The Los Angeles City Council voted March 30 to lift its mandate requiring those ages 12 and up to show proof of COVID-19 vaccination before entering indoor businesses.
The motion was approved 13–1, with Councilman Mike Bonin dissenting and Councilman Paul Koretz absent.
The mandate, which was enacted in November amid the surge of the Omicron variant, also required people to show proof of vaccination or a negative COVID-19 test to attend outdoor events with 5,000 or more people.
The motion included an urgency clause, which means it will go into effect as soon as it is signed by the mayor and published by the city clerk, though it is not immediately clear when the mayor will sign the ordinance, according to a spokesperson for Council President Nury Martinez, who introduced the motion March 9.
“I know it feels like we’re out of the woods. It feels like we’re all going back to normal. But there’s new variants and new strains all the time,” he said. “This BA.2 [variant] is spreading, and we really don’t know what the variant a month from now, or two months, are.”

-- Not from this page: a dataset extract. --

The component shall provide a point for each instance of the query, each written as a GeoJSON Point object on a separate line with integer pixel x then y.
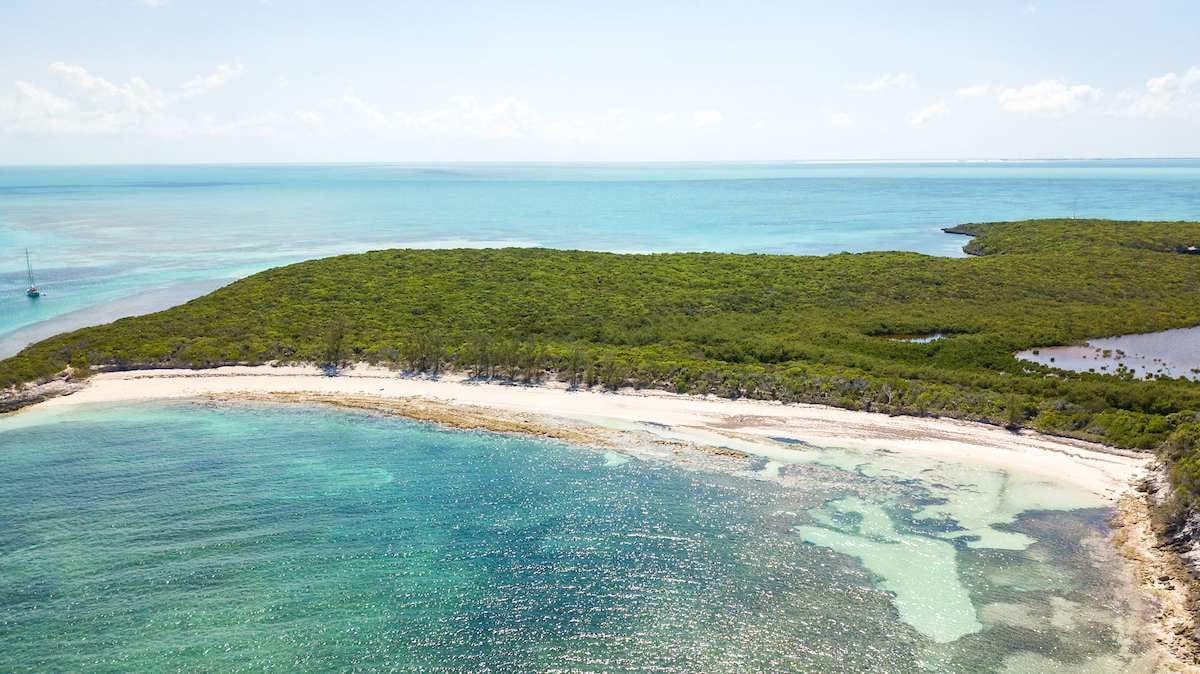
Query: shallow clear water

Angelenos, however, signaled that they were ready for the vaccine mandates to be over for good in submitted public comments.
“Council members, it’s time Los Angeles dropped the vaccine check,” resident Mariett Bennington said in a written comment to the council. “It’s clear that [everyone who] wants to be protected by the vaccine has chosen to receive it … everyone has access to it. Let people choose.”
Los Angeles resident Donna Baker commented that the vaccine requirement was hurting small businesses in the city and that people’s “god-given rights” to choose should be respected.
“You [city councilors] are single-handedly ruining small businesses … Do you want to be left with nothing but big corporations and watch the small mom and pop stores shut down?” Baker wrote. “People do not like being asked to show vaccine cards, people do not like being asked to put on masks. Do you not see small businesses closing everywhere you look?”
Baker urged the council to “stand for freedom” and “follow the science and move on.”
There was no public commenter against removing the indoor vaccine requirement at last week’s meeting.
Under the mandate, businesses that violated the vaccine mandate by not checking vaccination status were to be fined, with total amounts increasing for each violation.
However, a spokesperson for the city’s Department of Building and Safety told The Epoch Times it sent notices of violation to just six businesses, and no fines or citations were issued.
Though the mandate is lifted, businesses can still voluntarily require proof of vaccination, and COVID-19 vaccine verification or a negative test is still required by the city for healthcare facility employees.